2008-12-18 09:19:33 Arifa Akbar

William Blake works including The Body of Abel Found by Adam and Eve, will be re-enacted by Tate Britain

When William Blake began orchestrating his first solo exhibition in London in March 1809, showcasing what he thought were his most important works of art, he hoped the world would instantly hail him as a British Raphael or Michelangelo.

But it was a career turning point of a very different kind. Blake's art show, at his brother's shop in Soho, was a critical flop which precipitated a crisis of confidence. Only one critic turned up to give it a stinking review and even his friends were baffled by the 16 works on show. The opening night was such a blow to Blake's ego that he retreated from public life and became deeply embittered by the state of the art world.

Now, his most ambitious attempt to create a public reputation as a painter will be re-enacted by Tate Britain.

The show that starts in April will reunite nine of the surviving works, with spaces left for missing works, including one three-metre high work called Ancient Britons featuring scenes from mythology and ancient British history that disappeared from public records in the 19th century. Martin Myrone, curator of William Blake: The 1809 Exhibition, said the impact on Blake's self-confidence was devastating. "In putting on this show he wanted to present himself as a painter like the great Renaissance fresco painters, with ambitions to paint large scale. He imagined that some of these small works would eventually be reproduced as 100ft-high images in palaces and on altar pieces in cathedrals.

Mr Myrone said the poor response marked a dramatic turning point in Blake's career. "The works were unlike other paintings of the age, they were so original and strange that they were hard to understand. After 1809, he retreated into himself. He never again tried to create a public reputation."

He said the reason the gallery chose to re-enact this point in Blake's career was because it gave such a direct insight into what he was thinking. The only review to be published the following day was in The Examiner, on 17 March, disparagingly equating the works with the "outpourings of a madman". The article read: "If... the sane part of the people of England required fresh proofs of the alarming increase of the efforts of insanity, they will be too well convinced from its having been spread into the hitherto sober regions of art."

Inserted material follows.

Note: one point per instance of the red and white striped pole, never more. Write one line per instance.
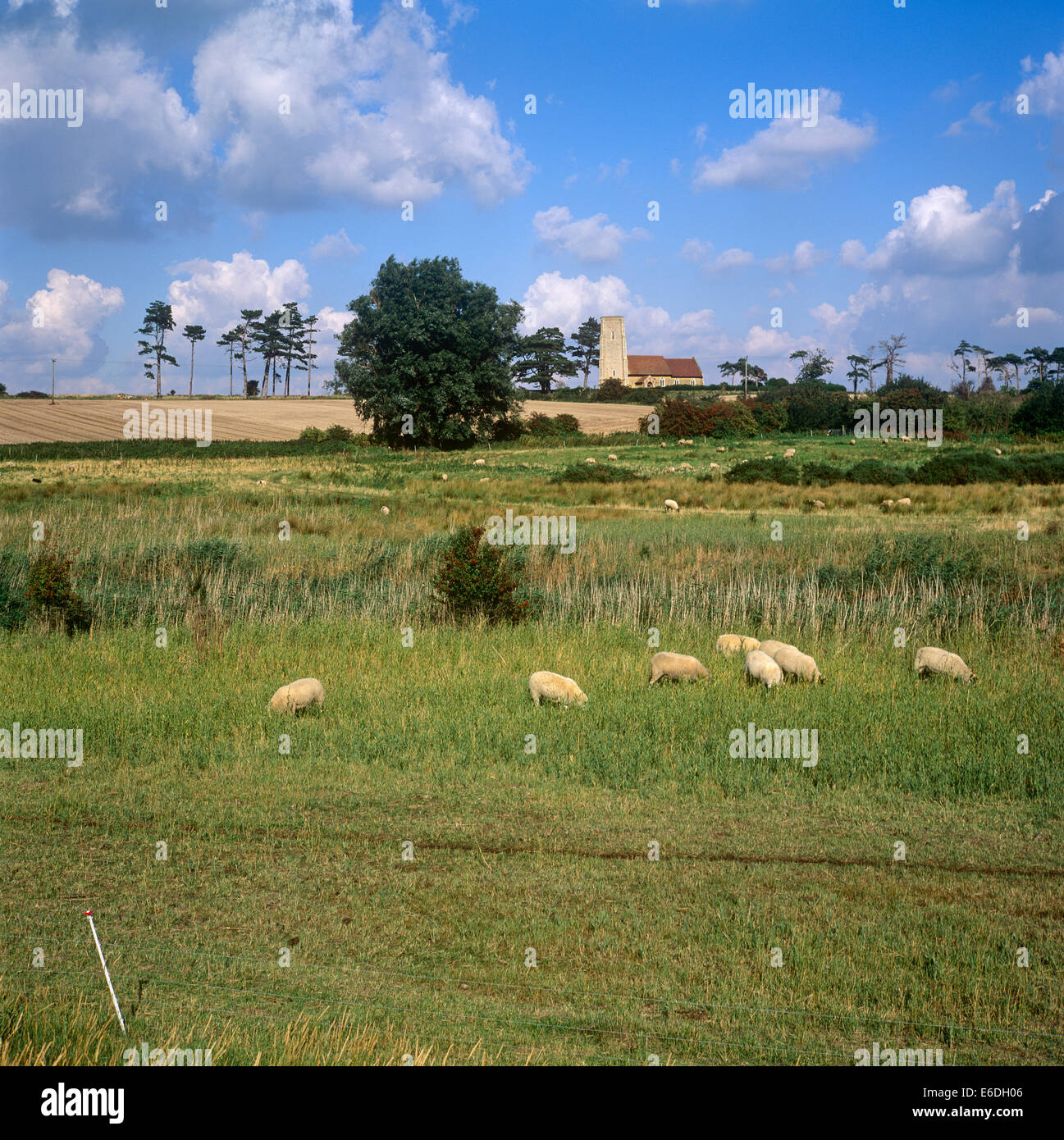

While Blake was known as a poet, he had trained in life drawing at the Royal Academy and had been an apprentice to the engraver, James Basire. While he developed a trade in engravings, his ambition was to establish a reputation as a fine artist.

It was not until half a century after his death that critical appreciation of his work was revised. Today, his poetry and art is considered to be seminal in the history of the Romantic period.

The free exhibition includes works that are regarded as his most "visionary", such as The Spiritual Form of Pitt Guiding Behemoth and The Spiritual Form of Nelson Guiding Leviathan. Works have been borrowed from the Victoria & Albert Museum, British Museum, Fitzwilliam Museum and Southampton Art Gallery.

The visionary

Born in 1757, William Blake, poet, painter and engraver, was one of the geniuses of English Romanticism. As the poet Ezra Pound once wrote about his own creation Hugh Selwyn Mauberley, Blake was wholly "out of key with his times", and it was not until decades after his death that his achievements began to be appreciated.

Although Blake was apprenticed early to an engraver, his visionary works seems to be spun out of his own inner worlds. He parleyed with angels and devils on a regular basis, it was said. Many madmen have done the like. But only Blake has been able to represent, and bring to earth, those angelic and demonic forces in the way that he did. His figures were both extravagant and subtle.

His colours, glowing, unearthly minglings of pink and orange, make you think that he must at least have stared directly into the face of the sun and sucked out its essence as one greedily sucks out the juice of an orange.

This exhibition, we are promised, will be a reconstruction of Blake's last show – which was treated with disdain and incomprehension by those who were utterly bewildered by Blake's talent. There is nothing unusual about this. Posterity is often the better judge of genius. Sometimes it takes time to catch up.